Consider this cautionary story on Mercury in those energy-efficient compact fluorescent bulbs.

Beyond household accidents, how many people will mistakenly throw away these bulbs, contaminating our landfills and surrounding groundwater with Mercury?

Please, if you're involved with reviewing products for environmental impact -- help us consumers by providing the difficult analysis that spans the product's lifecycle. I have doubts whether I really should be buying CF bulbs.
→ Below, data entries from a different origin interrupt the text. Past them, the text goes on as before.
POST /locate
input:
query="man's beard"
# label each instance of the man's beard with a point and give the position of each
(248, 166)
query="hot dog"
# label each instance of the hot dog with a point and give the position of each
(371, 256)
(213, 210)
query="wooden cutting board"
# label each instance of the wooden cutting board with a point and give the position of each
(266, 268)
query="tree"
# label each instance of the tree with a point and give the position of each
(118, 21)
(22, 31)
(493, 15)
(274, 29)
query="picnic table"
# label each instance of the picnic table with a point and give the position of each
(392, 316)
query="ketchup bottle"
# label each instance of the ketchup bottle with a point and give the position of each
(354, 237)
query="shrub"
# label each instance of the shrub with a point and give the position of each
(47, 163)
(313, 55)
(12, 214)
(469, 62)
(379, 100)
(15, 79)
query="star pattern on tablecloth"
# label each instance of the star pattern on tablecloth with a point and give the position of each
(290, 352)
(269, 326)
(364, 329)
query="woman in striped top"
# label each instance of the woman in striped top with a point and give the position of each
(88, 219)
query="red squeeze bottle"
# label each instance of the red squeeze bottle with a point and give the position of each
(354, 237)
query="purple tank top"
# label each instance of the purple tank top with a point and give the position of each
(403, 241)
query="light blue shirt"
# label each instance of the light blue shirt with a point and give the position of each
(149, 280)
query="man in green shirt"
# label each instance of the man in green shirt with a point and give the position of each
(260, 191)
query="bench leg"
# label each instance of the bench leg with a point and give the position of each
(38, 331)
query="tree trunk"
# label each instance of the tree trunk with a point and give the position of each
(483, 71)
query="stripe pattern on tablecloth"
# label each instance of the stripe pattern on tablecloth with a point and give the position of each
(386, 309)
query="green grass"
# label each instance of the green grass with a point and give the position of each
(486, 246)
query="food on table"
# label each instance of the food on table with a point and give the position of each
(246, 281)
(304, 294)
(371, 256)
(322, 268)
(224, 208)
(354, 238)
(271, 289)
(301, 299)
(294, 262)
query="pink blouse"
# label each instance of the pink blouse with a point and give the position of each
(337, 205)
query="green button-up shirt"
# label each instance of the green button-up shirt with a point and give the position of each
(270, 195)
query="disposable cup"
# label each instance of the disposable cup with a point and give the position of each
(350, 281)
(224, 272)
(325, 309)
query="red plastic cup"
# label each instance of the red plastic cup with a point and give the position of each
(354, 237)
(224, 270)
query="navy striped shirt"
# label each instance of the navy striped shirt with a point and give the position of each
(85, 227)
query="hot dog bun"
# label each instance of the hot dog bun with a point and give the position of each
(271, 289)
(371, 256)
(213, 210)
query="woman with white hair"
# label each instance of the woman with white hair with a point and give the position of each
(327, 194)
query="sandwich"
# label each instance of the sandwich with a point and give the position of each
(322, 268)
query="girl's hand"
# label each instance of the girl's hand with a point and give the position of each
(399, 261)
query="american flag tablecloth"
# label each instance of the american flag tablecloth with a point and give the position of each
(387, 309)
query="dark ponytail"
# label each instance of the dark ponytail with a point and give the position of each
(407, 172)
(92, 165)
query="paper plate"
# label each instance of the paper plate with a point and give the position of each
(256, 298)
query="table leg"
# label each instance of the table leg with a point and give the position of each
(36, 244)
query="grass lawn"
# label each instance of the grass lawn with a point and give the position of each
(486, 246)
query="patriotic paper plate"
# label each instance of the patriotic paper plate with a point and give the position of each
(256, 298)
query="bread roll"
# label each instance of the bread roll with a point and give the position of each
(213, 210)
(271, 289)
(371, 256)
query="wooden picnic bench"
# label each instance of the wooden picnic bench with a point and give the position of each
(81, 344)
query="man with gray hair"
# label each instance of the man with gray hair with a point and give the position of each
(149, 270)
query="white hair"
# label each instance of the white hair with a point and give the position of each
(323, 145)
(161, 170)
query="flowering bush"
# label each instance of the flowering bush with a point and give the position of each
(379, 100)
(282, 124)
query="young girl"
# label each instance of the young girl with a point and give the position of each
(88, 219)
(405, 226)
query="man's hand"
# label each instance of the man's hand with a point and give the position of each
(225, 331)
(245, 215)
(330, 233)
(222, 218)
(answer to question above: all things considered, it's actually glass cups that seem to have the best compromise of initial and ongoing energy consumption, and potential to recycle rather than dispose)

4 comments:

Mike said...

I've seen this story on many blogs - usually gleeful conservatives post it. It's about half true - the lady talked to the wrong people - most folks just said "give me a break - that's not enough mercury to do any damage; if you use the vaccuum cleaner to pick up the glass bits anyways, you're fine".
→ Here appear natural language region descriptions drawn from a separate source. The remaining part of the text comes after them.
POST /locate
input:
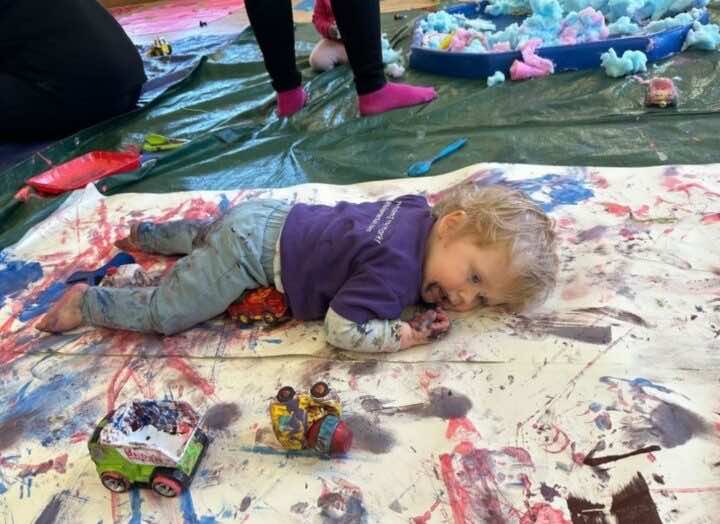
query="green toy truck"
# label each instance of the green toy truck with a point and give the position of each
(152, 443)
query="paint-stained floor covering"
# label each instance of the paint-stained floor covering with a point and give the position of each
(601, 407)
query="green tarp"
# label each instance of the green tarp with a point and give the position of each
(226, 108)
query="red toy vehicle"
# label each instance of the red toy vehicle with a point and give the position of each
(661, 93)
(265, 303)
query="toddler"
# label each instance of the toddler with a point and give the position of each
(355, 265)
(329, 51)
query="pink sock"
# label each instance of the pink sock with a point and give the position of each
(394, 96)
(290, 102)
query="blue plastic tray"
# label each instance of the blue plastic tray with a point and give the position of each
(566, 58)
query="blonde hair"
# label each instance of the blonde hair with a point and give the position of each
(497, 214)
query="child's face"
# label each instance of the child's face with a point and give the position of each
(459, 275)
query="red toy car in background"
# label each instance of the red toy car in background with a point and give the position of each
(265, 303)
(661, 93)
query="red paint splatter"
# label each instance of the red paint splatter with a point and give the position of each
(193, 209)
(627, 233)
(473, 492)
(455, 424)
(673, 183)
(426, 379)
(80, 436)
(599, 181)
(30, 470)
(544, 513)
(642, 210)
(190, 374)
(558, 443)
(519, 454)
(353, 383)
(616, 209)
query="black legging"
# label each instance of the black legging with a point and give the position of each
(30, 112)
(359, 25)
(64, 70)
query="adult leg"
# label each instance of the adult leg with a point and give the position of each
(359, 25)
(273, 27)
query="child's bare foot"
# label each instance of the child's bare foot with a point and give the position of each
(66, 313)
(129, 243)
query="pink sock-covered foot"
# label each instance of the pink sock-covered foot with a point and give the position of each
(290, 102)
(394, 96)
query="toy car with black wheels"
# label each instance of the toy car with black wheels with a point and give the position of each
(265, 303)
(661, 92)
(151, 443)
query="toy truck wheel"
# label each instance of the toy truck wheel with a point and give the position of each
(166, 486)
(269, 318)
(319, 389)
(285, 394)
(115, 482)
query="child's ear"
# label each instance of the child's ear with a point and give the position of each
(452, 222)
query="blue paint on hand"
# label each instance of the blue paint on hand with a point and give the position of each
(16, 275)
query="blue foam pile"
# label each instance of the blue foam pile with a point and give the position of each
(629, 63)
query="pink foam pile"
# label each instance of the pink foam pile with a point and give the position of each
(532, 65)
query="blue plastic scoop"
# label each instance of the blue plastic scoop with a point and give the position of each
(423, 166)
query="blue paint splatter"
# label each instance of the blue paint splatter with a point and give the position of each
(43, 301)
(638, 382)
(188, 510)
(33, 406)
(548, 191)
(645, 383)
(224, 203)
(602, 421)
(135, 503)
(16, 275)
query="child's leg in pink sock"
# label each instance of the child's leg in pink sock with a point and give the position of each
(290, 102)
(394, 96)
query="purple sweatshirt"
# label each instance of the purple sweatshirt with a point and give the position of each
(362, 260)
Even with the supposed contamination, I saw several folks make the point that the coal most of us have to burn for electricity contains enough mercury that the extra burned to run the incandescent more than makes up for whatever might end up in landfills - so for now it's an unmitigated win. By the time we use enough renewable sources to not worry about the mercury in the coal, hopefully we'll be recycling these materials anyways.

Bernie Thompson said...

Great comment. I didn't know about mercury emissions from coal plants. Still apples-to-oranges, but here's an article on that: http://www.tva.gov/environment/air/ontheair/merc_emis.htm

Mike said...

Plus, of course, you in particular get your electricity from a much better mix of sources than I do (we have a lot of green power for Texas, but you have to sign up for it when spots become available and pay more, which we've never been able to do).

In fact, in my neck of the woods, natural gas plants don't pollute enough to make the good old boys happy, so they burn some tires to make up for it.

Bernie Thompson said...

After reading more over the last few months, this definitely seems like an easy choice -- the article I linked to overplayed the risks by far, and didn't lay out the other side of the mercury equation (as you did).

CF bulbs seem good to go for any kind of long-term view of personal cost or the larger environment impact.

So meanwhile, we've converted to CF for most lights in the house -- and looking at timer-based switches for the rest, so no power hog lights stay on.